“Finance” is a broad term that covers many factors. David Johnson Cane Bay Partners specializes in a segment known as fintech consulting, helping clients navigate for the future. Borrowing loans, investing, budgeting and forecasting are just a few other elements of finance. Generally speaking, when a person is managing money and assets, he or she is practicing the art of finance.
Businesses especially need to control their money wisely, since their capital is what they thrive on. This article will discuss some of the ways finance helps businesses succeed.
One of the best ways for a business to manage its assets is through equity finance. As long as cash flow is impressive enough, there may be investors who would like a share of the company. A business owner or financial manager can put shares up for sale and then raise capital. This financing method is popular among new companies such as startups, but it is also used by established companies who are looking to expand their territory.
Debt finance is another way a business can get the right funding for its operations. Unlike equity finance, debt finance does not give the lender ownership of assets. Instead, payment installations are set up where the borrower can secure the loan, as well as the set interest rate. Rates usually depend on the duration of the loan, the principal amount, inflation and the business’s plans for the loan. When a business just needs some funding here and there, it can get short-term loans through credit cards, trade credit, overdraft, bill discounting and other means. For equipment and fixed assets, businesses often go for medium-term loans that can last a little longer. For large investments such as commercial real estate, long-term loans are usually the best option.
Some loans come with high-interest rates and short durations that can be intimidating for business owners. In some cases, the lender also won’t accept collateral such as letters of credit or cash. This is where private finance can be helpful. Loans from private entities are not as tightly regulated and provide more leeway to lenders and borrowers alike. A company often has access to more capital than it would have with public financing. Finding more investors is usually easier for private companies, and administrative costs tend to be cheaper.

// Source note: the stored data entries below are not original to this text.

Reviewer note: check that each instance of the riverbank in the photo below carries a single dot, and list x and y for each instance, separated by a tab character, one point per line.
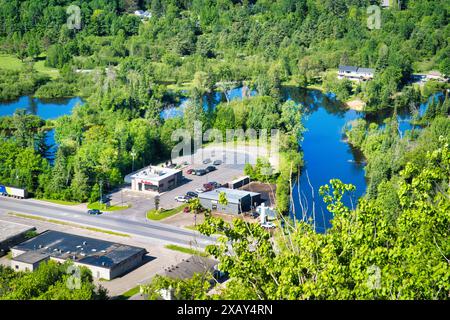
356	104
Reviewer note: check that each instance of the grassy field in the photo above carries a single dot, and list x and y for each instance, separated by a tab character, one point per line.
26	216
195	228
186	250
156	215
40	67
10	62
102	207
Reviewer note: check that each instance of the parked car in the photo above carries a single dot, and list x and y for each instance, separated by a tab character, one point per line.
192	194
200	190
215	184
181	199
268	225
200	172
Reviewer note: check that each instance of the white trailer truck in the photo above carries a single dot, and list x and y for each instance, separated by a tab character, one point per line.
13	192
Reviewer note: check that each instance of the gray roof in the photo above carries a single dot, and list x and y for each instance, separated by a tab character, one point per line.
366	70
80	249
233	195
187	268
32	257
10	230
348	69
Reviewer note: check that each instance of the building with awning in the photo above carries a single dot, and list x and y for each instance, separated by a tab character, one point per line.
154	179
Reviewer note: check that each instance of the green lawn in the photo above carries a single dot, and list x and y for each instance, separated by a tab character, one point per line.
62	202
127	295
195	228
186	250
102	207
40	67
10	62
155	215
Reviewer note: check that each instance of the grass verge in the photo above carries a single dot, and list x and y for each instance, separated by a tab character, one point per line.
26	216
163	214
98	206
62	202
132	292
186	250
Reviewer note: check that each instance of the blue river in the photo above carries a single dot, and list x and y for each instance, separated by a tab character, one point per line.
326	154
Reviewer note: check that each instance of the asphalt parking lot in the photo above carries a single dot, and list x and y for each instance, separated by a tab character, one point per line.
142	202
224	173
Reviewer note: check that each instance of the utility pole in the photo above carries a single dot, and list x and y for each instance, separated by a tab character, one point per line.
133	155
101	192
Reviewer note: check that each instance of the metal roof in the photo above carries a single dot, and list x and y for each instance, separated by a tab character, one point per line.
10	229
32	257
233	195
80	249
366	70
348	69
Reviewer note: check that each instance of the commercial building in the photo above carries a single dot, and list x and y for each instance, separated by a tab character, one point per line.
186	269
155	179
106	260
356	73
239	183
12	234
239	201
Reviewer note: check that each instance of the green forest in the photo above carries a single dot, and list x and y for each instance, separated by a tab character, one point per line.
128	70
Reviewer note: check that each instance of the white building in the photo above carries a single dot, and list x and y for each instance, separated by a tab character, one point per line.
106	260
356	73
155	179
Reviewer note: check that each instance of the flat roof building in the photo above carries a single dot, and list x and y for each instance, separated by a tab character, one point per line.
11	234
239	201
355	73
155	179
106	260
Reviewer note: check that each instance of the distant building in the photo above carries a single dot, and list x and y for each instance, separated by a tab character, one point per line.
106	260
437	76
155	179
186	269
12	234
239	201
143	14
356	73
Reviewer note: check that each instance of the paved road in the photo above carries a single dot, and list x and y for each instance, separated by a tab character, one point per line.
148	229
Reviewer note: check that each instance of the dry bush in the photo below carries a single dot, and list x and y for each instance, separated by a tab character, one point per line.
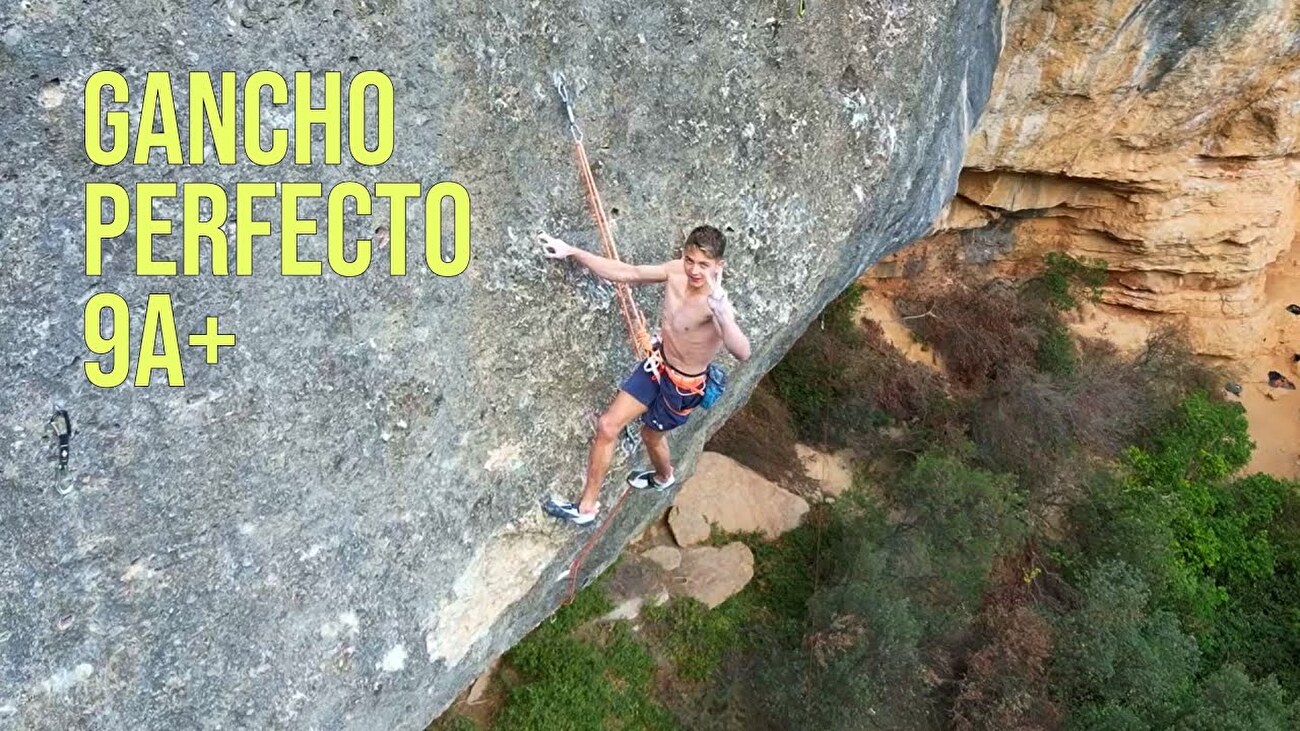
761	436
843	386
980	333
1005	684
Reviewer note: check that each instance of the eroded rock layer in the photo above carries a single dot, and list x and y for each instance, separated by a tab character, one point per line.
338	526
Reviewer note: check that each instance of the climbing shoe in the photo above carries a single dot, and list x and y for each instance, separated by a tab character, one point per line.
645	480
566	510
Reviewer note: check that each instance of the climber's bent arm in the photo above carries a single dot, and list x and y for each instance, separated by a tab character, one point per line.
623	272
733	338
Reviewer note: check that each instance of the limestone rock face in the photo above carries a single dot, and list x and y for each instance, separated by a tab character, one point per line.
735	498
337	524
1160	137
714	574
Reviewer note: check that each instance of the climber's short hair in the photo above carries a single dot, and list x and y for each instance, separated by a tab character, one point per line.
709	241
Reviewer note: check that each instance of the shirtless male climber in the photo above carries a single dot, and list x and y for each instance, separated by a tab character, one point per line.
697	320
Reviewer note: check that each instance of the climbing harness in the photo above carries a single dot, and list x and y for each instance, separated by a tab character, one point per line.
632	318
707	385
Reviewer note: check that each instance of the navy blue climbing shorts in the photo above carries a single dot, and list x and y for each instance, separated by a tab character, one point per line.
666	405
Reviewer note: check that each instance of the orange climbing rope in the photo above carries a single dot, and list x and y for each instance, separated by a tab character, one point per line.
636	323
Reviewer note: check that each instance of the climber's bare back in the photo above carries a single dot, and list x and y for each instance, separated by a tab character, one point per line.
687	328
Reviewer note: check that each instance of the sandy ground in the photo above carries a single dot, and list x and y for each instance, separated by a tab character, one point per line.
1273	414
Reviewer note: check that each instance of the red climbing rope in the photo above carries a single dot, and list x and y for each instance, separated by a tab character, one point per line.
636	323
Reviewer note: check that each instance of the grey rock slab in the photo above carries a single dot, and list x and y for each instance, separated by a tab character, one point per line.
337	526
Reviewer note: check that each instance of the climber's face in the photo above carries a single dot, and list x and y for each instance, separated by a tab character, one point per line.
700	267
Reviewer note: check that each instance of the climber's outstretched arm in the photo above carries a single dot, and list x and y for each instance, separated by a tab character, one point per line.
602	267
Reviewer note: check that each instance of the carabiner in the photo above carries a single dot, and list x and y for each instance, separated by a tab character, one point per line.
64	432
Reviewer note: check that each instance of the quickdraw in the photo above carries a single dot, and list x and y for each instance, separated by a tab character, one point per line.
61	425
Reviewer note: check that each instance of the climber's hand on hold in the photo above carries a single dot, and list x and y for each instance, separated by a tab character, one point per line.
554	247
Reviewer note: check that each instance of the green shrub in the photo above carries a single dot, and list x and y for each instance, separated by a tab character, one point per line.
1064	275
697	637
581	683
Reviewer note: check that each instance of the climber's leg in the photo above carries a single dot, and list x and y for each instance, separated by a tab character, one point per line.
609	428
662	476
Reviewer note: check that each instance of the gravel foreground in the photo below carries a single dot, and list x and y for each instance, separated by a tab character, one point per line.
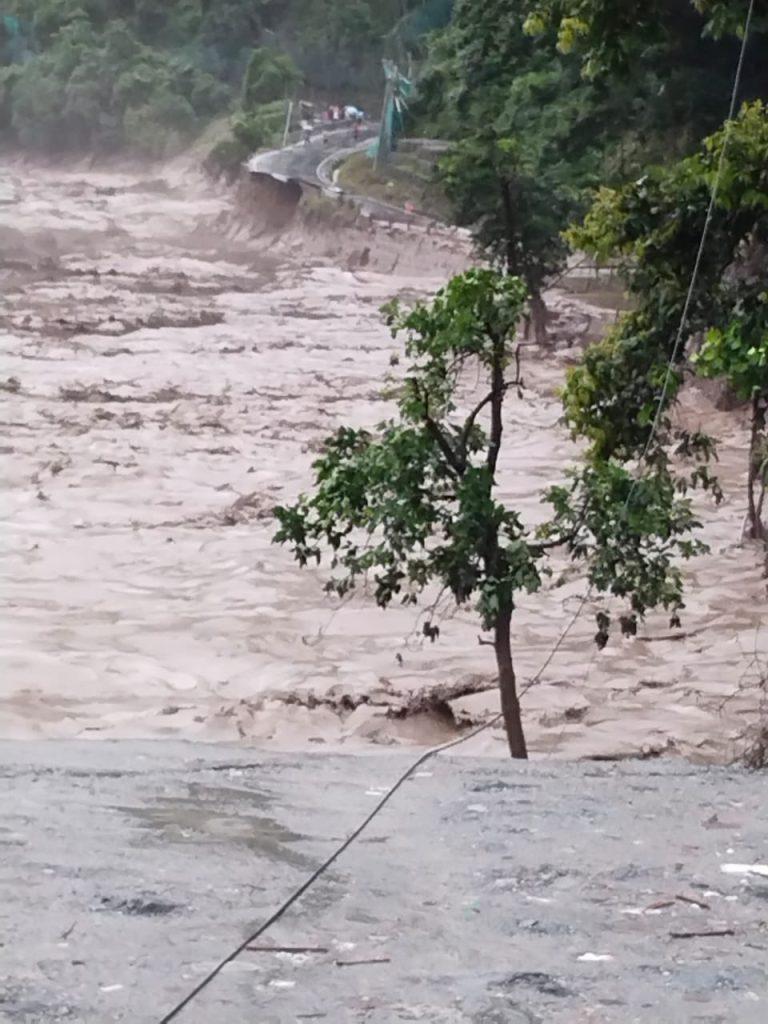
485	893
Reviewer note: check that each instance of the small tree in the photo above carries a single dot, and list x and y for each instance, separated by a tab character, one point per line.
738	353
414	503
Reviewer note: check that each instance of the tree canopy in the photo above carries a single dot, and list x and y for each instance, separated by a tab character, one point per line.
100	75
413	503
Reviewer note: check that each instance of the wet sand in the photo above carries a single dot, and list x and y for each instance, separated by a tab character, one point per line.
166	379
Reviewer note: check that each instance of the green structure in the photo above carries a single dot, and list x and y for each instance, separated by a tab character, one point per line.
396	93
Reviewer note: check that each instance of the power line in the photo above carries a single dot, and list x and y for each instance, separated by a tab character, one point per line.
434	751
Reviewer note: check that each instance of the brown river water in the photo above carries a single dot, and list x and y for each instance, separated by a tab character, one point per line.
166	379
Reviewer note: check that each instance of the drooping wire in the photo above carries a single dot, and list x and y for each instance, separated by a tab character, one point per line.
434	751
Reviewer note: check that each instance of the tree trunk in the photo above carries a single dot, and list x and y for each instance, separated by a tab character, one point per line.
756	478
539	316
508	686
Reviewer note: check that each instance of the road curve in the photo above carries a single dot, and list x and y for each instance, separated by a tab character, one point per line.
312	163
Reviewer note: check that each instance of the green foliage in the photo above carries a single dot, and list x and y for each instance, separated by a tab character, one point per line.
613	35
739	354
632	530
414	502
99	75
526	132
620	395
269	76
260	127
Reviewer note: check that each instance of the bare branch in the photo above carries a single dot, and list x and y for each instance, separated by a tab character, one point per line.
454	461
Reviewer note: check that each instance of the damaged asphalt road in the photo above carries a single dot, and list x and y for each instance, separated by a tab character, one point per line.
485	893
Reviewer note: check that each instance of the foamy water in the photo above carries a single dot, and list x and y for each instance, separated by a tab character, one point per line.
174	378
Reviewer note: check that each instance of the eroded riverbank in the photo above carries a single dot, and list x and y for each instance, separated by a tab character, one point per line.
166	379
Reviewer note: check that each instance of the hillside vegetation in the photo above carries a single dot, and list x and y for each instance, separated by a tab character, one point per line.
100	76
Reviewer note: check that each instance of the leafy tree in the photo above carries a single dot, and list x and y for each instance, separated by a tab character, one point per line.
98	75
653	227
525	129
415	502
613	35
270	76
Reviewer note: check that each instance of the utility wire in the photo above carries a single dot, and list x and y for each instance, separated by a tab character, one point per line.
434	751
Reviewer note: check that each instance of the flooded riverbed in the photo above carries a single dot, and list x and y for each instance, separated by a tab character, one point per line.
166	379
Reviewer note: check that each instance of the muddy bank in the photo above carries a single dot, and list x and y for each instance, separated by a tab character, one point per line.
486	892
168	373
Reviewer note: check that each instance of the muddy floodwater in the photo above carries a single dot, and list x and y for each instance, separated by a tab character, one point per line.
166	378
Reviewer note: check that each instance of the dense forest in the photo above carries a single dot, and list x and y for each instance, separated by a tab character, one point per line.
104	75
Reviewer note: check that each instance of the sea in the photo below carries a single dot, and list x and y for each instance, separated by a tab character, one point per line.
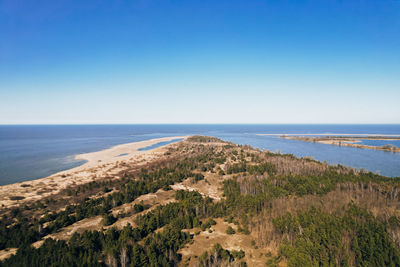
29	152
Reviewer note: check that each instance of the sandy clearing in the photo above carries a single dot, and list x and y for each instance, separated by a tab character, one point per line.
205	240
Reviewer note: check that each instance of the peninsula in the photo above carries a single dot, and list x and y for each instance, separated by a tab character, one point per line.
349	141
201	201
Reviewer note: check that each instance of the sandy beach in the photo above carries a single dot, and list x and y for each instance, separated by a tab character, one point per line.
104	163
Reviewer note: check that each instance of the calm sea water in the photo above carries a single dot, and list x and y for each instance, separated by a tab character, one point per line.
31	152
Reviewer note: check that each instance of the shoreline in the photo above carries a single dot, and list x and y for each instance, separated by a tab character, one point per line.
99	164
334	135
351	141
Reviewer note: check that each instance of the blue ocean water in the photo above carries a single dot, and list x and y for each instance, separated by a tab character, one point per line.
33	151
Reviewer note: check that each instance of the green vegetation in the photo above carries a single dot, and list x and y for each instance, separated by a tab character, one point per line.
320	239
218	256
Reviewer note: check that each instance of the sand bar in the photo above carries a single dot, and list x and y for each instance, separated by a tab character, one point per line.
102	163
330	134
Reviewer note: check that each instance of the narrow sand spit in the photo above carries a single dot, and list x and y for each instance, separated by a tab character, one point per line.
103	163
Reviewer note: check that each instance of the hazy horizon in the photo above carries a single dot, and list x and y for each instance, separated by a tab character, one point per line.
197	62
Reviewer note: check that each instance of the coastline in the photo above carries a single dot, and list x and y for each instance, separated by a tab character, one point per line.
348	141
99	164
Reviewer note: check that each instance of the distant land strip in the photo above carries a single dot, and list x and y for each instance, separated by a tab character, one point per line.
349	141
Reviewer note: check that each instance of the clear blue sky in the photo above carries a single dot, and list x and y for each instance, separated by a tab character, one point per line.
199	61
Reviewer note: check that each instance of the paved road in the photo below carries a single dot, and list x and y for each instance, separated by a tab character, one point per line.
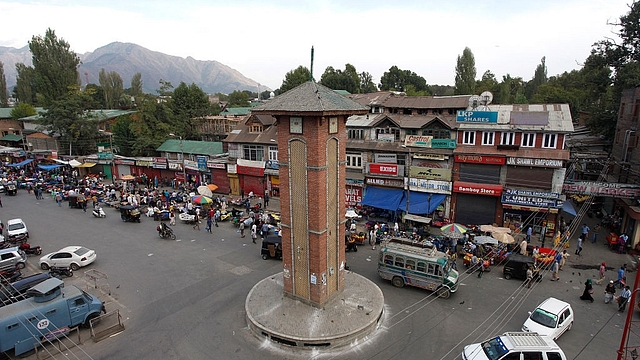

When businesses become larger, corporate financing is a great way to improve shareholder value. Different factors such as taxes, investments, bonds and accounting can be compartmentalized and handled by specialists. With this form of financing, an in-house department is usually set up to handle financial operations. With the help of advisors, bookkeepers and analysts, a company can develop clear-cut strategies for its daily activities and long-term goals.
When businesses handle their money with care, they can maximize their return on investment and increase their shareholder value. Finance is continuing to evolve, especially with the dawn of fintech and digital services. With all the advancements that are being made, there’s no telling how much flexibility businesses will have in the future.